Let's review specific examples (Had to use links for images, as inserting them here directly would crash mathematical notation):
- a = b (https://i.stack.imgur.com/b0EOb.jpg)
Let 567 be our unknown private key converted into the public key. $2^{9} < 567 < 2^{10}$
Let 637 be a public key that we add. $2^{9} < 637 < 2^{10}$
${(567+637)\over 2^{10}}-{((567-2^{9})+(637-2^{9}))\over 2^{10}} = 1$
or
${(567+637)\over 2^{9}}-{((567-2^{9})+(637-2^{9}))\over 2^{9}} = 2$
- a > b (https://i.stack.imgur.com/ZupFE.jpg)

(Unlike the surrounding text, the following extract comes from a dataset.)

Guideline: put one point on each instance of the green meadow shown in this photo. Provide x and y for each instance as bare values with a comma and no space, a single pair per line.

For example we could add the number that is 1 power of 2 less than our public key. Our public key corresponds to $2^{9} < 567 < 2^{10}$ and we add the public key of $2^{8}<325<2^{9}$
${(567+325)\over 2^{9}}-{((567-2^{9})+(325-2^{8}))\over 2^{9}} = 1+{1\over 2^{9-8}} = 1.5$
- a < b (https://i.stack.imgur.com/rSHp8.jpg)
Let's add the number that is 1 power of 2 higher than our public key. Our public key corresponds to $2^{9} < 567 < 2^{10}$ and we add the public key of $2^{9}<1058<2^{10}$
${(567+1058)\over 2^{10}}-{((567-2^{9})+(1058-2^{10}))\over 2^{10}} = 1+{1\over 2^{10-9}} = 1.5$
Why is it important?
(https://i.stack.imgur.com/UhZIF.jpg)
(https://i.stack.imgur.com/xhX3e.jpg)
Imagine if we have a curve of order of n = 33 151. $2^{15}<33151<2^{16}$
We'd like to add 67. $2^{6}<67<2^{7}$. However, if the addition result of 2 public keys is bigger than the order of the elliptic curve, the count starts again. We could have our original private key to be $n-1=33150$. Hence, $33150+67 => 33217-33151=66$
Let's apply the formula. In other settings:
${(33150+67)\over 2^{15}}-{((33150-2^{15})+(67-2^{6}))\over 2^{15}} = 1+{1\over 2^{15-6}} = 1.001953125$
However, in settings of our elliptic curve, $33150+67$ becomes $66$
${(66)\over 2^{15}}-{((33150-2^{15})+(67-2^{6}))\over 2^{15}} \neq 1+{1\over 2^{15-6}} \neq -0.009735107422$
We didn't get an expected result, and hence we detected a cyclic group crossover.
But in practice it doesn't work.
I've been experimenting with SECP256K1 additions.
For example, if we take $n - 1$ as our original private key converted to public key then:
When $(n-1)+3$ we'd get a public key of $2G$.
${(n-1)+3\over 2^{255}} - {((n-1)-2^{255})+(3-2^{1})\over 2^{255}}$
In normal arithmetic, the expression is not equal to $1+{1\over 2^{255-1}}$
But in tests with SECP256K1 ECC additions, it is! Have no idea why.
In other words, why does the method work with decimal (normal) arithmetic, but with ECC additions, it doesn't? Is there any way to fix it?